Wednesday 7th of February 2018

[…] was also experiencing an abortion storm during kidding season that same year. I lost so many preemie kids that I was starting to think I […]

Erin @ A Welder's Wife

Thursday 25th of February 2016

I'm glad you were able to figure out what happened with your herd. Sometimes it is hard to see the light at the end of the tunnel when it seems so dark. The important thing to remember is there is always a light! Thank you for sharing!

Mindy Young @ Farm Fit Living

Thursday 25th of February 2016

Thanks, Erin. It is important with anything to stop and think and to never stop searching for the light. Because it's there every time.

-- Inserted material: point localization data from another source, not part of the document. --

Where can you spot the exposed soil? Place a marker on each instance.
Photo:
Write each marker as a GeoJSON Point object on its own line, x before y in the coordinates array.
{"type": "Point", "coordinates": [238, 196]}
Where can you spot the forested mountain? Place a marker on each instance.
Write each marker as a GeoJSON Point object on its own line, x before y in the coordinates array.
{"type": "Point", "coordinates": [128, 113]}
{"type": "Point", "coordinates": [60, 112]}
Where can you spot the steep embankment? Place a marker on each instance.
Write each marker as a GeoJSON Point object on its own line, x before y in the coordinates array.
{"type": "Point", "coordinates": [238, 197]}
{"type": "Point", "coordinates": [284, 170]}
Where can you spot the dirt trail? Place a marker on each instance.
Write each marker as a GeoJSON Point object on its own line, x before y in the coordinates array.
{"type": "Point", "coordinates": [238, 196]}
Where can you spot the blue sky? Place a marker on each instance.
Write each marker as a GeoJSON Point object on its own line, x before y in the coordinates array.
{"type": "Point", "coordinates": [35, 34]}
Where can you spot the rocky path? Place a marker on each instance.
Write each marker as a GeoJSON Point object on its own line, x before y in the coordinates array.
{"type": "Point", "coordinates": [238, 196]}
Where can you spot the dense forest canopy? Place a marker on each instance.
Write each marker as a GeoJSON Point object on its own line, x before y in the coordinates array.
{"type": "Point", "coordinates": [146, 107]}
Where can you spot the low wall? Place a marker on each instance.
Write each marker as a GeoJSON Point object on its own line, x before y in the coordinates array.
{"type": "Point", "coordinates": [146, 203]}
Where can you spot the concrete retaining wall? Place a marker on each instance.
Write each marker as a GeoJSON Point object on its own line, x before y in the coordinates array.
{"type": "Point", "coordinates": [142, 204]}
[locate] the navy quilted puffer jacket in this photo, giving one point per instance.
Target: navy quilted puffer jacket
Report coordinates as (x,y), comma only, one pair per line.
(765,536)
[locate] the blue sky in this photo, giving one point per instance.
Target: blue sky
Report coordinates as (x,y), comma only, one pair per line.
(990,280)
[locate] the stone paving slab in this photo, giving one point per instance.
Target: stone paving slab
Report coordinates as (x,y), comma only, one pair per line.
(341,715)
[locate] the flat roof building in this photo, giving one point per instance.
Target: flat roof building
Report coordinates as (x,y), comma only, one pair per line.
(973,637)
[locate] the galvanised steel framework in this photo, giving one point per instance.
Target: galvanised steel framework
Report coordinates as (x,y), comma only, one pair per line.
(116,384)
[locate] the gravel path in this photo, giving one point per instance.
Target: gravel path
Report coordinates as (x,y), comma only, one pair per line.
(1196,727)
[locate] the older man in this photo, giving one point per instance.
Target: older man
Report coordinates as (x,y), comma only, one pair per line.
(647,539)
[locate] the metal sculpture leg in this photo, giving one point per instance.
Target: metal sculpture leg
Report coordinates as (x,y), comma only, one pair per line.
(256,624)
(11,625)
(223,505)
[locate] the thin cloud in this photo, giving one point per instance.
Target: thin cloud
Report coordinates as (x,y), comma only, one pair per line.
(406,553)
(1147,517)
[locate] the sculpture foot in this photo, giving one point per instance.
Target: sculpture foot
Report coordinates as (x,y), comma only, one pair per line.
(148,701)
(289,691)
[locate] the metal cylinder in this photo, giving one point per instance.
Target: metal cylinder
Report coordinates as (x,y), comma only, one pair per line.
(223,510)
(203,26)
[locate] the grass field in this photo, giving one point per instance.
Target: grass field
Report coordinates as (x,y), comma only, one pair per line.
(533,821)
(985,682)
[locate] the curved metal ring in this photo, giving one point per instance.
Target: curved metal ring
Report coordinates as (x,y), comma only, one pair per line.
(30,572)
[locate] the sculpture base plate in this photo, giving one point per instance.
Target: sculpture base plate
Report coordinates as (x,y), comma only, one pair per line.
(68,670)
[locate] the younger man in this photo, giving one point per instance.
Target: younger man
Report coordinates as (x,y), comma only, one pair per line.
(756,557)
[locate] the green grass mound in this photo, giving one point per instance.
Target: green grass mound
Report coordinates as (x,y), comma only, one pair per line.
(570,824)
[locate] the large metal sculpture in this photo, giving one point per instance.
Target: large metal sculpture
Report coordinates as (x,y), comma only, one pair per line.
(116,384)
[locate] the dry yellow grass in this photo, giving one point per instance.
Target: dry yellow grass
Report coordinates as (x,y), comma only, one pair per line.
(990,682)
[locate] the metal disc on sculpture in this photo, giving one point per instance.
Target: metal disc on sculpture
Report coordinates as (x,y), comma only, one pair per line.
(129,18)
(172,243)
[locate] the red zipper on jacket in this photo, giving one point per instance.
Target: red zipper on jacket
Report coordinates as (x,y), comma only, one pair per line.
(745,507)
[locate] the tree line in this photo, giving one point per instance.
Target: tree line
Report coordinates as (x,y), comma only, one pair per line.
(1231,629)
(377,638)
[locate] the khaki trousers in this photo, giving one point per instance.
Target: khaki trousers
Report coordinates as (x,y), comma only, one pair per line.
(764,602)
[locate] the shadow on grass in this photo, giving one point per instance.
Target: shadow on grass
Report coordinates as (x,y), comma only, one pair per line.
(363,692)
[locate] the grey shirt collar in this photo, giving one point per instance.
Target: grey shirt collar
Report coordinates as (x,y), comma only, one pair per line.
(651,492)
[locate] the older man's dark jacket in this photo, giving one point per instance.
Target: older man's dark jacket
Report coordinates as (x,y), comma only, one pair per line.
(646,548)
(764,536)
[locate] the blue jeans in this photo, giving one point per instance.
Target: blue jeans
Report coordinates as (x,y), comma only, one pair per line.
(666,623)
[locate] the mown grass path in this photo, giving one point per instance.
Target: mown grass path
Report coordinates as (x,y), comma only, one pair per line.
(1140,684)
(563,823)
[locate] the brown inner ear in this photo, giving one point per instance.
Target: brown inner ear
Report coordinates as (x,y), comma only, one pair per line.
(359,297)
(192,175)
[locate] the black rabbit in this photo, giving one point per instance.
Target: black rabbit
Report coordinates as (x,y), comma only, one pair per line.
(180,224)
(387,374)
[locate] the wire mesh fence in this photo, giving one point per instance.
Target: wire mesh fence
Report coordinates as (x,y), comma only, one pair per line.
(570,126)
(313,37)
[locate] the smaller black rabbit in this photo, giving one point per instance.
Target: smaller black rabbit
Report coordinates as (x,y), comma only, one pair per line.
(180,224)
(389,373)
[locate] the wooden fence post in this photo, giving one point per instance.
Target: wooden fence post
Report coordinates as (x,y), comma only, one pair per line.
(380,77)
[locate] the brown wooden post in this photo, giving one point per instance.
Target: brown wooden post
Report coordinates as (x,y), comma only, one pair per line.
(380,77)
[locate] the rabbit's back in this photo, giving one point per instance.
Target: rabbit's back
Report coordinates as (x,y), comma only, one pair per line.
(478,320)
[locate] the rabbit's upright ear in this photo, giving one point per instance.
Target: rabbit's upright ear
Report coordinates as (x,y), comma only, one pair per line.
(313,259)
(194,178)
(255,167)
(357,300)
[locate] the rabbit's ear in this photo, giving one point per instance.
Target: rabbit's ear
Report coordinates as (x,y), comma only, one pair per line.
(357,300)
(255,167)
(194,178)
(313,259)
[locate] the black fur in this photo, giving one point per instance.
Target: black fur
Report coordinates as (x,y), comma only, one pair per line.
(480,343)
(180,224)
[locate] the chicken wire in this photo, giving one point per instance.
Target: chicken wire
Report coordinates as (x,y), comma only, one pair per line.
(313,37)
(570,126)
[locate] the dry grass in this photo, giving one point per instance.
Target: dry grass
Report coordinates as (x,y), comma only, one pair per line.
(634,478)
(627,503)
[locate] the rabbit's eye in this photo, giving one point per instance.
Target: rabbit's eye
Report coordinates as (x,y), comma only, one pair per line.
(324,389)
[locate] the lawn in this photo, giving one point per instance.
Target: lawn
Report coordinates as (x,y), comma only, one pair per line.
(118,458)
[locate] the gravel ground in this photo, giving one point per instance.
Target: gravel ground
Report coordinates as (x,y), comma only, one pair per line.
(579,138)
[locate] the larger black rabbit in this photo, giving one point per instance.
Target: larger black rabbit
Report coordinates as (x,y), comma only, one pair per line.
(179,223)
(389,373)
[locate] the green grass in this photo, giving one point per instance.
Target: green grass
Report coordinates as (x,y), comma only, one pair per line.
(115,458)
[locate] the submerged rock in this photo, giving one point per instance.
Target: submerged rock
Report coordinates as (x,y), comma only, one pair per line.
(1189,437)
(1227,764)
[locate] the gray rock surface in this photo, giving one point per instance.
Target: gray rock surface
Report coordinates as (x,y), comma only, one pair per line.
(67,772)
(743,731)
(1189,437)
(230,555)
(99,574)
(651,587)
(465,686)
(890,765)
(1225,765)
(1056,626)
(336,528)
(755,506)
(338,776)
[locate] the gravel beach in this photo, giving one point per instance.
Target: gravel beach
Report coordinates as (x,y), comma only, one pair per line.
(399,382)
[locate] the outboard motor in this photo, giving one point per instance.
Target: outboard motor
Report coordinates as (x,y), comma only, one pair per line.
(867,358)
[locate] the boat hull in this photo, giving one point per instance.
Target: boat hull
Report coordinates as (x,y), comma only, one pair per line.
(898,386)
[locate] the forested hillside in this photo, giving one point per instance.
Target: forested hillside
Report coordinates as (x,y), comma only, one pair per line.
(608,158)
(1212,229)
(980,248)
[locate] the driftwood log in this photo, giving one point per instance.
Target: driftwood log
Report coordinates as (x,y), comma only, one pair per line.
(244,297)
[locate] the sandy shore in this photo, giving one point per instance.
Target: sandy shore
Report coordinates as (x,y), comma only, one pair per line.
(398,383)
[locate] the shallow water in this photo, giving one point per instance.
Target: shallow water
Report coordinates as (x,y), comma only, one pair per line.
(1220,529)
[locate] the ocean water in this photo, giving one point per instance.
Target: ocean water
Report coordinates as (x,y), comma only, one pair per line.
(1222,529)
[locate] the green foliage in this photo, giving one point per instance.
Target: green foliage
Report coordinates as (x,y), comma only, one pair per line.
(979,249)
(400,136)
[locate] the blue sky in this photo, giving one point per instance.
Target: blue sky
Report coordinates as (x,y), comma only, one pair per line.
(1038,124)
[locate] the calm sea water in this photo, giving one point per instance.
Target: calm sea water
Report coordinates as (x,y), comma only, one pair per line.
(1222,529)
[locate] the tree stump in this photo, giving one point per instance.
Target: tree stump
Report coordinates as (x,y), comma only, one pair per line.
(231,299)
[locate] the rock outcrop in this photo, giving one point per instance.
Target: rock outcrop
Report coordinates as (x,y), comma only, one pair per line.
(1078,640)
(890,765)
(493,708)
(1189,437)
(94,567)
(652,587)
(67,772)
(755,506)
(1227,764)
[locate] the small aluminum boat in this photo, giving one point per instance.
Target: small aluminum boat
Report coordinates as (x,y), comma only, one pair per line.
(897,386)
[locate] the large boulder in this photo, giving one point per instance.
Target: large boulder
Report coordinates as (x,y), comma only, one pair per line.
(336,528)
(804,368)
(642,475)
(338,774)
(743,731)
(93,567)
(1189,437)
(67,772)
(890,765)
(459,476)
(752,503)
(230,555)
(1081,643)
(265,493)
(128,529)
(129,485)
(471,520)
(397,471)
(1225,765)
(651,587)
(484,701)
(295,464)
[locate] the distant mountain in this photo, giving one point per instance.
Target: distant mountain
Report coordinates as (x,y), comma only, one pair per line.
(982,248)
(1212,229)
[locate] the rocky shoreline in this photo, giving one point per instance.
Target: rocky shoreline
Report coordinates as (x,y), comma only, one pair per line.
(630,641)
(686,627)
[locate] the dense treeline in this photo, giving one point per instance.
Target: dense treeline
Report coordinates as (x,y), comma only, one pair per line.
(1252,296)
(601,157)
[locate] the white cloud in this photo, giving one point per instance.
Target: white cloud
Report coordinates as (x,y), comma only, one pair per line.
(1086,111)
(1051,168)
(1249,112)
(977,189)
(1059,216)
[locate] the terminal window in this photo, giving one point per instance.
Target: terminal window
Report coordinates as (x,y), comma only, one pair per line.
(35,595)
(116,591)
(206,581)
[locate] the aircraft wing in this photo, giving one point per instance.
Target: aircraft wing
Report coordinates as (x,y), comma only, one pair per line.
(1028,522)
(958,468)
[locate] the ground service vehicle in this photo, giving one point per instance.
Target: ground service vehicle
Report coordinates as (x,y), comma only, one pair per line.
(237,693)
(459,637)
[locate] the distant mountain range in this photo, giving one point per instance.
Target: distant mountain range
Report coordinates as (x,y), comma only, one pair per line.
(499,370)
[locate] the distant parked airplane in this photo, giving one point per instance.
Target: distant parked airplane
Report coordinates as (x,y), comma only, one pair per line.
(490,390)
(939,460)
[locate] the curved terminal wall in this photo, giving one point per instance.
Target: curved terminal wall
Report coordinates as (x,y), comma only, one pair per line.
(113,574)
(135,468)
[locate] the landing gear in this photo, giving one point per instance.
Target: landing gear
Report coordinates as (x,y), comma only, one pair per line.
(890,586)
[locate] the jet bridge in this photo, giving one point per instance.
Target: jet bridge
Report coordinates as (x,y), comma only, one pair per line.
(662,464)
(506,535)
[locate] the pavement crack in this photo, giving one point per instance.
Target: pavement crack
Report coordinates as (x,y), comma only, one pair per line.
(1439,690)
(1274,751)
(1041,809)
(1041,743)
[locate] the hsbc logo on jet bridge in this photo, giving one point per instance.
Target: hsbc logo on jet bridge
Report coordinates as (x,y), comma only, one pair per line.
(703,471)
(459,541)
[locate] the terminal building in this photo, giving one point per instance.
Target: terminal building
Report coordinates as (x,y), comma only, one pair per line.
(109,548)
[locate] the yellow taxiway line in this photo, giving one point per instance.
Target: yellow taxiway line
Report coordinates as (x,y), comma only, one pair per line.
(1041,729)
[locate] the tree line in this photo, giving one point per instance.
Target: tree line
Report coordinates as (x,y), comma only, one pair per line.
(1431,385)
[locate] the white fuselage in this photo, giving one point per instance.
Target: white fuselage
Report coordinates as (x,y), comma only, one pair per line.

Meredith Nye (semibalancedmama

Thursday 25th of February 2016

Very interesting post!

Mindy Young @ Farm Fit Living

Thursday 25th of February 2016

Thanks, Meredith! I'm glad you stopped by to read it.

Candy Kage

Thursday 25th of February 2016

I believe tons of people think raising goats or any farm animal is going to be a walk in the park. Glad you figured out what was happening. In farming if its crops or animals it is always a learning process.

Mindy Young @ Farm Fit Living

Thursday 25th of February 2016

That's for sure, Candy! I have found that having a mentor that is an expert in the field is the best secret weapon anyone can have. I'm getting ready to start beekeeping and I don't know what I'm doing. My mentor will be my saving grace for sure.